Bei einer Rechtsverletzung  durch z.B. nicht mehr akzeptable Kritik oder das Einstellen urheberrechtlich geschützter Inhalte bleibt den Verletzten oftmals  kein anderer Weg, als sich direkt an den Forenbetreiber zu wenden, da der Verletzer meist aufgrund der Verwendung eines Nickname nicht greifbar ist.

2.       Wer ist von der Frage der Haftung für Foreninhalte  betroffen? Betroffen sind privat und gewerblich betriebene Meinungsforen, Blogs, Produktwerbungsseiten, Nachrichtenportale, Foto- und Videoplattformen, unterschiedliche Bewertungsportale und nicht zuletzt auch Versteigerungsplattformen.  

3.       Welche Arten von Providern gibt es? Es wird unterschieden zwischen Content-Providern und  Host-und Access-Providern. Ein Content Provider stellt eigene Inhalte ins Netz, so etwa der Ersteller einer eigenen Webseite.
Ein Host- oder Access-Provider stellt lediglich die technische Leistung zur Verfügung. Der Host-Provider bietet Dritten Speicherplatz auf einem Server. Der Access-Provider stellt ausschließlich den Zugang zum Internet.  

4.       Für welche Inhalte wird gehaftet? Zunächst selbstverständlich für eigene Inhalte.  

Eine Haftung besteht auch für „zu eigen gemachte“ Informationen. Diese stammen eigentlich von einem Dritten, werden aber so behandelt, als stammten sie von dem jeweiligen Provider selbst. Dies geschieht, wenn ein objektiver Betrachter den Eindruck gewinnen muss, dass der Anbieter sich mit den eigentlich fremden Informationen identifiziert. Zur Vermeidung reicht es nicht aus, dass der Anbieter die Informationen als fremde kennzeichnet.  

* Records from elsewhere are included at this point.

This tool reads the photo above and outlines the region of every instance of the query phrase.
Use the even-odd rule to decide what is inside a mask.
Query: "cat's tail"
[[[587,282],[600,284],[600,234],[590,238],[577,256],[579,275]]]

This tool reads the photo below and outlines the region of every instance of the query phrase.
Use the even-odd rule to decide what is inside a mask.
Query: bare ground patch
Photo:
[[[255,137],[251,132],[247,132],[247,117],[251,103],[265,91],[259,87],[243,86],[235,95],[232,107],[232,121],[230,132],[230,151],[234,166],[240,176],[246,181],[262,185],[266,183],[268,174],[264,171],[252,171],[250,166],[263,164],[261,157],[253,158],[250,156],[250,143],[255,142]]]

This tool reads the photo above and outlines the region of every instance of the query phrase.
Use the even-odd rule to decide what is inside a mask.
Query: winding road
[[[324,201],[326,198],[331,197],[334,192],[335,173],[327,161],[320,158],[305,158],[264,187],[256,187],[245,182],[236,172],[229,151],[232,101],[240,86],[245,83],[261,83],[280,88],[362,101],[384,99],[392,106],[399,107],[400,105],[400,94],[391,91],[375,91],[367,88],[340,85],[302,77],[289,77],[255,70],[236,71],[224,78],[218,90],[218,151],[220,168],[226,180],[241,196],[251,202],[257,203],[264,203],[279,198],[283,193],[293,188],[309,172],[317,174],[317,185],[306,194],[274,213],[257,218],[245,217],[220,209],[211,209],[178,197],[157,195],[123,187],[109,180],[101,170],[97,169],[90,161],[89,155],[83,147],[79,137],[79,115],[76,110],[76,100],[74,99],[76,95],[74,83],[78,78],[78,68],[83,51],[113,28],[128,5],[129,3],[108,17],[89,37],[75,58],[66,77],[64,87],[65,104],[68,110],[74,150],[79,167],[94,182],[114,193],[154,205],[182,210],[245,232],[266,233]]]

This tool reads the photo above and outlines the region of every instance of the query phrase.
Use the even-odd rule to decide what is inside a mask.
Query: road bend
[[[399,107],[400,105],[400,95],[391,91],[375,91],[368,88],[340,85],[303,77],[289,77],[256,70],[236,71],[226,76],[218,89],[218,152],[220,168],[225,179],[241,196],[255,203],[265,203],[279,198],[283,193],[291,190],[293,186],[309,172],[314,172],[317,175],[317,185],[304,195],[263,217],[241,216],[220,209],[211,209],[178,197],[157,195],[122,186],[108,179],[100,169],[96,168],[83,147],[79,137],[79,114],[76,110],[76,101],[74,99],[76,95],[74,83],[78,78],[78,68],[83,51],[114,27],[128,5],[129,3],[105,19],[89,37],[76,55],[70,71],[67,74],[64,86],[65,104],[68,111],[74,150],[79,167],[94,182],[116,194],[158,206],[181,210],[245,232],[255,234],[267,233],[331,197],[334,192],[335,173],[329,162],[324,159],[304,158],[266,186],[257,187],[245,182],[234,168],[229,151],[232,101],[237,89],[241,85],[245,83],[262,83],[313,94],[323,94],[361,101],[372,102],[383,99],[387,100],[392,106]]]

Auch für fremde Informationen besteht grundsätzlich eine Haftung. Diese wird jedoch bei Access- und Host-Providern beschränkt.  Dies ist dann der Fall, wenn jemand fremde Informationen speichert,  und keine positive Kenntnis von der rechtswidrigen Handlung oder Information hat und ihm (bei Schadensersatzansprüchen) auch keine Tatsachen oder Umstände bekannt sind, aus denen eine Rechtswidrigkeit offensichtlich wird. Achtung: dies gilt nur für das Strafrecht und den Schadensersatz!  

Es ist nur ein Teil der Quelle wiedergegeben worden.